The process is never the process

Organisations need to be increasingly adaptive to respond to changes in their environment. An important aspect here is the ability to flexibilise and accelerate processes. To know where processes need to be adapted, it is important to know processes. This does not seem that complicated. But do you know how your processes really work?

Many organisations think they do. Process designs have been made and, based on these, an automated system has often been set up to support the processes. But do the processes also run as the organisation has designed them? And how often do processes go right the first time? As an organisation, do you have insight into how often, for instance, rework or work arounds are applied? In our practice, this insight is often lacking. The conceived process is almost never the real process. We are then talking about the organisation's hidden factory. Nowadays, systems can help and show you what really happens in your organisations using process mining.

Organisations provide products or services to its customers. To deliver products and services, organisations use processes. All activities performed between customer demand and actual delivery are called a process. To improve processes, it is common to start by understanding the current situation. This is why we record processes. To do this, we organise workshops with subject matter experts who tell us how they think the processes are running now. In some cases, customer requests are followed from start to finish in order to map the flow. The problem is often that these workshops, however comprehensive, do not tell the whole or the real story. We talk about a hidden factory created by extra actions, unconscious choices, controls, waiting times or other actions that are considered exceptions. Most waste in processes is often precisely in this hidden factory.

What is process mining?

Process mining is a specialism within data mining. Data mining is used to discover patterns in existing data. It is also used to predict trends in the data. Process mining focuses on the data within processes. By extracting data from IT systems, process mining gives an exact picture of how a particular process functions. In turn, one uses this information to improve processes. Data mining thus focuses on data in general and process mining focuses on events (events and processes).

(Grigorova, Malysheva, & Bobrovskiy, 2017)

In practice, process mining fills the gap between data mining and process analysis by pinpointing exactly where the bottlenecks are. With process mining, process models are discovered based on data. Literally tracking and analysing the so-called event logs provides detailed insight into the processes, revealing bottlenecks and enabling highly targeted optimisation of processes. In addition, process mining provides insight into where bottlenecks have arisen where data mining only indicates certain trends.

(van der Aalst, 2016)

In practice:

One major mortgage lender has figured out its process in the steps below:

  1. Registering the application
  2. Processing or modifying the application
  3. Upload documents
  4. Checking documents
  5. Issuing interest rate offer
  6. Send final interest offer
  7. Loan closing
  8. Implementing loan in administration

The organisation struggles with excessively long lead times and consequently dissatisfied customers. Although the processes were designed to have a maximum turnaround time of 10 days, in practice little of this appears to happen. Staff indicate that the process is broadly followed. Admittedly, there are occasional cases that require some extra work because the information is incomplete, but they feel this is only a small percentage. To help analyse, the organisation decides to apply process mining.

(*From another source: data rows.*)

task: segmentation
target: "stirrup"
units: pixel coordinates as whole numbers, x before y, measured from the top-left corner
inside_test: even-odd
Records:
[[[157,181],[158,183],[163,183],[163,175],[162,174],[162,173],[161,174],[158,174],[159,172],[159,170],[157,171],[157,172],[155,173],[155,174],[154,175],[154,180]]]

First, a discovery method is applied. This method makes the process transparent on the basis of the data. Through so-called event logs, the process is recorded. Event logs are events that are recorded and stored. In this way, every action performed by the system or the employee gets its own record. For each case, it can be made clear which events have taken place for that case. If you do this with a large quantity of cases, you get great insight into the process with the quantities that follow a certain course. Thus, the actual process is displayed. So a process is mapped purely on the basis of event logs. There is no comparison with the conceived process at that point. In the case of the mortgage consultant, it is striking that, out of 100 cases, as many as 45 go from activity 4 checking documents back to activity 2 Processing or adjusting the application. Apparently, incomplete or incorrect information is often supplied. It is also noticeable that after activity 5 Issuing interest offers, processing times are very high in 15 of the 100 cases. The processing time between activity 6, 7 and 8 varies from 8 days to 24 days.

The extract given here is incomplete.